All electrical appliances and equipment that may be for household use must comply with the Electrical Equipment Safety System (EESS) before sale in Australia.

Commercial or industrial use only equipment, must still comply with the relevant Australian Standards. This means the equipment must be safe, and fit for purpose when installed. There is no restrictions on the sale of this equipment.

What to look for when buying a new electrical appliance or equipment

In-Scope equipment includes all electrical products that connect to mains power and would normally be used for household or personal use. Extra low voltage equipment such as devices powered by USB are out of scope, but as a USB charger plugs into a socket outlet it is in-scope.

Equipment levelExamples
Level 1 equipment
Low risk or of unknown risk.
Includes many new innovative products
  • garage door openers
  • waste disposal units
  • clock radios
  • DVD players
  • computer monitors
Level 2 medium risk equipment
  • television receivers
  • projectors
  • recessed LED light fitting
  • simple portable lamps
Level 3 high risk equipment
  • heaters
  • irons
  • cooking appliances
  • electric blankets
  • toasters
  • power supplies
  • phone and battery chargers
  • most major household appliances

Black tick inside a circle inside a triange EESS compliant electrical appliances must display a regulatory compliance mark (RCM) before being made available for sale.

The responsible supplier can be found on the national database at www.eess.gov.au

For level 2 and level 3 equipment, searching the model number will confirm the product complies with the relevant standards.

It is illegal to sell non-compliant electrical products

Buying electrical equipment online

Be careful when buying electrical equipment online because some of the items for sale on the internet do not meet Australian safety standards.

Example: electrical equipment must be suitable to be used with 230 V and be fitted with an Australian 3 pin plug.

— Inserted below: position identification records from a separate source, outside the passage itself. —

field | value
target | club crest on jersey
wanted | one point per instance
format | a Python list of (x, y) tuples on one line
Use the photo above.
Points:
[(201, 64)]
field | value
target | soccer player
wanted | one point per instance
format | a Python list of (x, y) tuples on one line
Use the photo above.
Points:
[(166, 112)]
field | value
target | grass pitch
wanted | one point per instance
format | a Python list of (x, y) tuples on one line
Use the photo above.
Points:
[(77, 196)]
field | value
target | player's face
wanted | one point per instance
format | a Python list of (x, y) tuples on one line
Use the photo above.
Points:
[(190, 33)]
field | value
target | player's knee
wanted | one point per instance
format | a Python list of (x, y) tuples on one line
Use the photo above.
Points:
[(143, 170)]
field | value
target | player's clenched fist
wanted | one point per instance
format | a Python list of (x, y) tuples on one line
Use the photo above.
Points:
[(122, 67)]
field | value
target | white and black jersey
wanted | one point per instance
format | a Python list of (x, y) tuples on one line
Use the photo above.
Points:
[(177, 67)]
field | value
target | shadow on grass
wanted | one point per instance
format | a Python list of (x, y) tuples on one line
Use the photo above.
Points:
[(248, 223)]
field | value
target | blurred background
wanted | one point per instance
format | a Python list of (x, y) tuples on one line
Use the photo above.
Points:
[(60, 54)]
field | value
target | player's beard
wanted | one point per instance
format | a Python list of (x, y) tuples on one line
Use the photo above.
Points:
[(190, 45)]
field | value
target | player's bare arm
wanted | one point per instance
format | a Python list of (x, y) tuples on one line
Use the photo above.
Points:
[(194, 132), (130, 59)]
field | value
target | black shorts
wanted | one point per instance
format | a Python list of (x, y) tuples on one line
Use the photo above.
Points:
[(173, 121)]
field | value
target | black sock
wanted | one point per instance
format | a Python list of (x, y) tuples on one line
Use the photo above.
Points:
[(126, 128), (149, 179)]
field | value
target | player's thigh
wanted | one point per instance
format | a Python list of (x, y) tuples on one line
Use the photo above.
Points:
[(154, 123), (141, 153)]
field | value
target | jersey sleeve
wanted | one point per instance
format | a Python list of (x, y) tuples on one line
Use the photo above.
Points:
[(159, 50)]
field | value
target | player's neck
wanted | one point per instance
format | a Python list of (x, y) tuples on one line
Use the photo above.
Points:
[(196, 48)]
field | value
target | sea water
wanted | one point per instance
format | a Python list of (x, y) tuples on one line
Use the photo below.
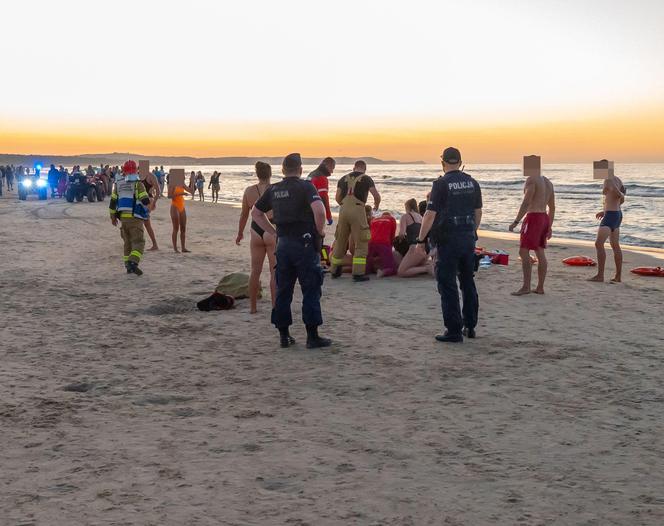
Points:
[(578, 196)]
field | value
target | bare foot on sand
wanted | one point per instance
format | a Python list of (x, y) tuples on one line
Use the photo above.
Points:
[(521, 292)]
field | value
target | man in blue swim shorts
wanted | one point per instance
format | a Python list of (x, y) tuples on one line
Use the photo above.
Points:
[(609, 228)]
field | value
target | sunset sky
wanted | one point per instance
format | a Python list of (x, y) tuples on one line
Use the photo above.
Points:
[(571, 80)]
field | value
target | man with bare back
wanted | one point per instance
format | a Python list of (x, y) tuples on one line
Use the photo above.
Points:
[(538, 207), (614, 196)]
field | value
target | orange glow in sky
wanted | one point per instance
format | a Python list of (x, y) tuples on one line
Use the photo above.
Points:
[(572, 81)]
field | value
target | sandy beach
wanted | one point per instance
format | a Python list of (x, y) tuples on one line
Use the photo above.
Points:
[(121, 404)]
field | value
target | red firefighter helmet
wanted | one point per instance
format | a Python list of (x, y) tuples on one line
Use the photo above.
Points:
[(129, 168)]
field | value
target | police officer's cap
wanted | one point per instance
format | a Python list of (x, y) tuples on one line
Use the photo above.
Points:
[(451, 155), (292, 162)]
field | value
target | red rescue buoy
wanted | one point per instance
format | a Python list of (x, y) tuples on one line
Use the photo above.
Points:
[(579, 261), (649, 271)]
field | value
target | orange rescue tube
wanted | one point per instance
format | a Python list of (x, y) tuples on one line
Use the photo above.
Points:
[(649, 271), (580, 261)]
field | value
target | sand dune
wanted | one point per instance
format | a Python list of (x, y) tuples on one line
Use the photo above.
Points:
[(122, 404)]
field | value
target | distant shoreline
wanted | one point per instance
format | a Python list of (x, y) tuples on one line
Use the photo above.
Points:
[(118, 158)]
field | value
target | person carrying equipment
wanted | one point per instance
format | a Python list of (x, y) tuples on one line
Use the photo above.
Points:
[(352, 193), (129, 204), (299, 216), (319, 179)]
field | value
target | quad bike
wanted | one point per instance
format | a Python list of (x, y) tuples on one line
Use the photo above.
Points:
[(28, 185), (81, 186)]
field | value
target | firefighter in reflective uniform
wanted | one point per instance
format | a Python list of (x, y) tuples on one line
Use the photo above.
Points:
[(352, 193), (129, 205)]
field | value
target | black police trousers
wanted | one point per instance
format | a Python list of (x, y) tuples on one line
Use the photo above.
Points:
[(456, 258), (297, 260)]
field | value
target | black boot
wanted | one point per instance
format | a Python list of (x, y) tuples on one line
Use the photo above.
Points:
[(285, 338), (314, 341), (450, 337)]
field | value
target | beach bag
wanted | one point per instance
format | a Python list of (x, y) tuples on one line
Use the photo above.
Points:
[(236, 284), (216, 302)]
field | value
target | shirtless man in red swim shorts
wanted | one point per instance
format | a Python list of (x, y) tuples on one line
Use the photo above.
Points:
[(538, 196)]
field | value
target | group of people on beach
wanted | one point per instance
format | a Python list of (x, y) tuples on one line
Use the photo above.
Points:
[(436, 236)]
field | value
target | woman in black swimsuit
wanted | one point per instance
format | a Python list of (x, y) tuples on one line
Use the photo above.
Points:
[(413, 263), (261, 244)]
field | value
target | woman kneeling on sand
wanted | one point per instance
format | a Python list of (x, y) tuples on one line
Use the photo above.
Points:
[(178, 215), (262, 243), (413, 263)]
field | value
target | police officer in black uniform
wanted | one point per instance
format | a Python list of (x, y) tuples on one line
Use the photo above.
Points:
[(299, 215), (451, 221)]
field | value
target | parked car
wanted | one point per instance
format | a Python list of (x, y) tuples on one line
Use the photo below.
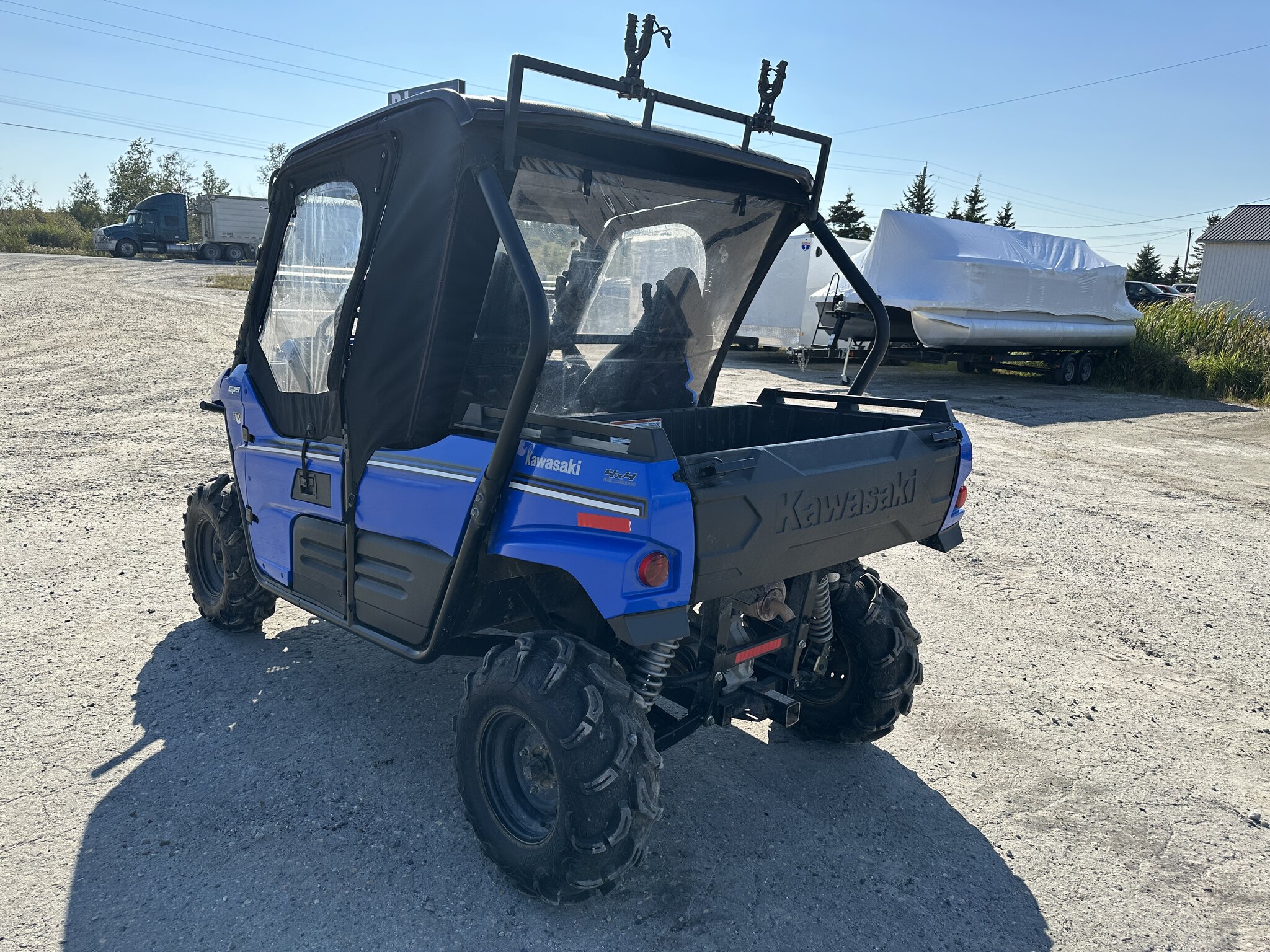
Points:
[(1141, 294)]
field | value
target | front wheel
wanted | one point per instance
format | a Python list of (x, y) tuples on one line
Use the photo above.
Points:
[(218, 560), (558, 770), (873, 668)]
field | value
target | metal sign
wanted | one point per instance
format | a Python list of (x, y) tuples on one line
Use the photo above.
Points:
[(398, 95)]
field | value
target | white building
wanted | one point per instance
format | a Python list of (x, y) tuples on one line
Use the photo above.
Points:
[(1237, 259)]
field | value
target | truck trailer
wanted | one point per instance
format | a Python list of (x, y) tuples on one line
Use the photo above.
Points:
[(233, 227)]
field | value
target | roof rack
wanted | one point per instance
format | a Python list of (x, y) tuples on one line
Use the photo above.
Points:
[(631, 87)]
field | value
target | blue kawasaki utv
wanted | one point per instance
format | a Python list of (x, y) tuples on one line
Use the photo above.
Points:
[(471, 413)]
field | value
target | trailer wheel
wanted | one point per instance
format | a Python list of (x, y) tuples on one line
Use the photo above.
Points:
[(1066, 369), (557, 764), (873, 668), (218, 560)]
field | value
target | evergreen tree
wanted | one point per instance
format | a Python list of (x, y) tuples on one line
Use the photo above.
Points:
[(1146, 266), (213, 184), (131, 178), (1197, 258), (174, 174), (918, 197), (848, 220), (84, 203), (975, 205), (273, 157)]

Always ask the seller for evidence that the electrical equipment complies with Australian Standards and is safe to use in Australia. Foreign entities are not able to register as responsible suppliers even though items marked as Australian stock may be being offered by overseas suppliers.

Buying second-hand electrical equipment

If you have purchased or plan to purchase second-hand electrical equipment, make sure:

  • the appliance has been approved as safe for use in Australia,
  • it is not damaged and
  • have it ‘tagged and tested’ by a qualified repairman or a licensed electrician.

Beware of purchasing second-hand electrical items on social media. A so-called bargain could be an expensive and dangerous mistake.

Older approval marks

Under the rules prior to the EESS, approval markings varied between states. Typically they are an alphanumeric code, comprising the first letter of the state that issued the approval followed by between one and six digits.

Two examples of older approval marks

Examples of old electrical equipment approval marks

To find out if an appliance is approved for use, ask the store manager / sales person or  Search the National Certification Database

Damaged or ageing electrical equipment

Never use electrical equipment that is damaged or ageing. Throw away old extension cords, power boards or any electrical product with a frayed cord.

Take the time to check the cords at home and throw away any with exposed wires or damage.